Frontiers in Public Health (Sep 2024)
Neocolonialism and science diplomacy: personal reflections from the Middle East on mental health policy and practice
Abstract
Neocolonialism has led to an imbalance in the production of knowledge and a clunky imposition of frameworks and models of practice that do not meet the needs of local communities. In contrast they can serve the central function of colonialism by draining valuable resources. Inequity of science diplomacy has diluted local voices and given precedence to colonialist knowledge and models of practice. It is argued that clinical, training and research excellence applies to those activities that meet and fulfil the clinical, training and research needs of the community in which they are embedded. Through personal reflection on contrasting Middle Eastern settings (Palestine and the UAE), the call is for the source of knowledge production and the driver for innovation to be daily clinical experiences listening to families in the community.

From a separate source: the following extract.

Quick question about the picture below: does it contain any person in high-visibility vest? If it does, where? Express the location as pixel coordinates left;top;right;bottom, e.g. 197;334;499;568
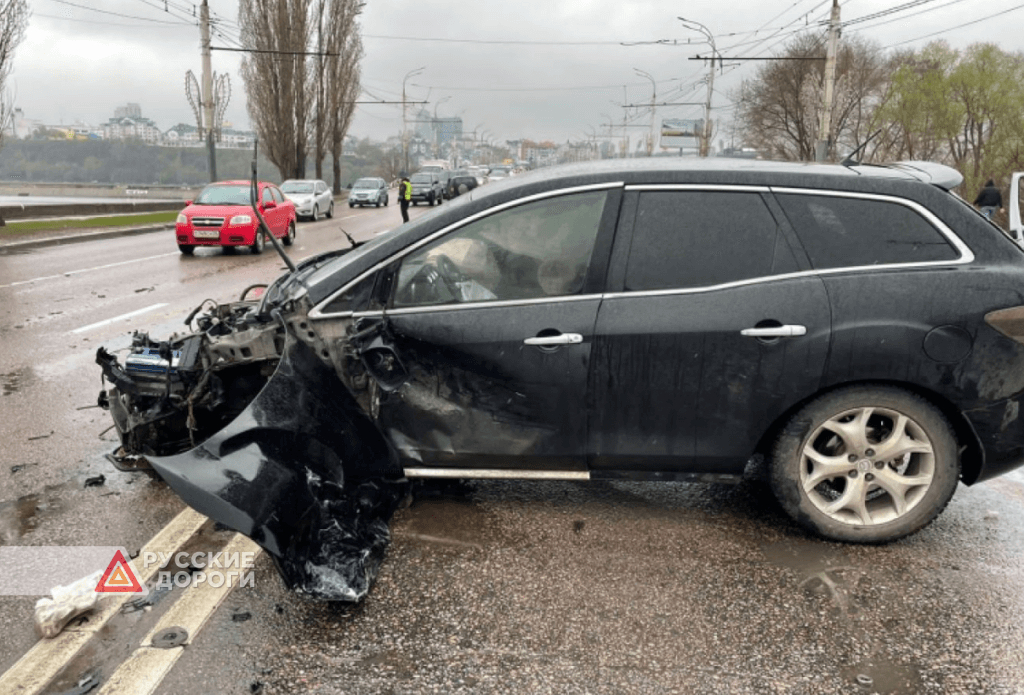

This will result in policy and practices that are meaningful and impactful as illustrated by way of three examples: (1) a narrative approach to exploring suicide (2) an “all-hands-on-deck” clinical pathway for Autism assessments which transformed the lives of children and families with little additional resource, but with a fundamental shift in approach from “top down” to “bottom up” one as part of an organization-wide “Patient First” approach and (3) a rights-based, collective approach to developing mental health strategy. These examples are linked in terms of taking a shared “listening approach” but are applied to different levels moving from personal individual narratives to community clinical service to national strategy.